Center for Freedom and Prosperity
For Immediate Release
Wednesday, November 2, 2011
New Study Documents OECD’s Transformation
Into International Tax Cartel
(Washington, D.C., Wednesday, November 2, 2011) “Cartelizing Taxes: Understanding the OECD’s Campaign Against ‘Harmful Tax Competition’,” documents the transformation of the Organization for Economic Cooperation and Development (OECD) from its “initial focus on finding solutions to problems that impeded international economic activity” into an organization chiefly concerned with enabling a few high-tax countries to collect revenues at the expense of other, lower tax, countries. This newly released and intriguing paper is authored by Dr. Andrew P. Morriss of the University of Alabama, and Lotta Moberg, of George Mason University.

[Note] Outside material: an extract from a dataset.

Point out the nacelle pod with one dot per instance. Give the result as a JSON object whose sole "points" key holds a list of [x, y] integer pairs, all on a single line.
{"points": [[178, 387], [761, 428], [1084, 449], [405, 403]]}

The paper can be downloaded for free at:
The paper provides a thorough history of the OECD and how an organization originally focused on promoting economic development was transformed into a tool of pro-tax bureaucrats and politicians looking to pursue an anti-tax competition agenda. According to the paper, “In both Europe and the United States, liberalization of finance had exposed governments to competition that they did not like from offshore jurisdictions and from each other. …As both European governments and the United States were committed to further financial liberalization internationally, both were beginning to search for ways to insulate themselves from this competition.”
Particularly noteworthy is the role of the OECD’s 1998 report on “Harmful Tax Competition.” Morriss and Moberg note that, “While tax avoidance and evasion has been a part of the OECD work on taxation for decades, the 1998 report marked a distinct shift away from the past practice of articulating problems and recommending general solutions to pursuing a coordinated and active effort to counteract tax avoidance and evasion, to reduce financial privacy, and to influence states to end ‘unfair’ tax competition.” This is a striking change from the organization’s previous efforts at solving double taxation problems in order to promote international commerce.
After surveying the evolution of a protectionist agenda within the OECD, Morriss and Moberg conclude with an ominous warning that, “There is … little to suggest that there will not be more efforts to harmonize previously national policies on a global scale, through recommendations, blacklists and sanctions.”
Andrew Quinlan, President of the Center for Freedom & Prosperity, commented, “We have been sounding the alarm for years on the fact that the OECD’s agenda has been effectively hijacked by high-tax nations and their tax loving bureaucrats.” He added, “With this paper, we hope to finally convince enough lawmakers that it’s time to put an end to their US taxpayer subsidy.”
Cato Institute Senior Fellow Dan Mitchell observed, “The authors have done a great job recounting the history of the OECD’s anti-tax competition campaign, and successfully demonstrated how the organization has grown increasingly at odds with ideals such as free markets and limited government.”
Grover Norquist, President of Americans for Tax Reform, said, “The OECD is an elite club of high-tax nations protecting the interests of government in the developed nations. Their principal task is to pull the ladder up over the wall to prevent low-tax, developing nations from joining their club.”
The Center for Freedom & Prosperity has frequently sounded the alarm on such OECD efforts, and has once again recently called upon lawmakers to end US subsidies to the Paris-based bureaucracy. A letter released in October by the Coalition for Tax Competition, a group coordinated by CF&P, cited the $100 million annual taxpayer subsidy to the OECD as “the height of folly.”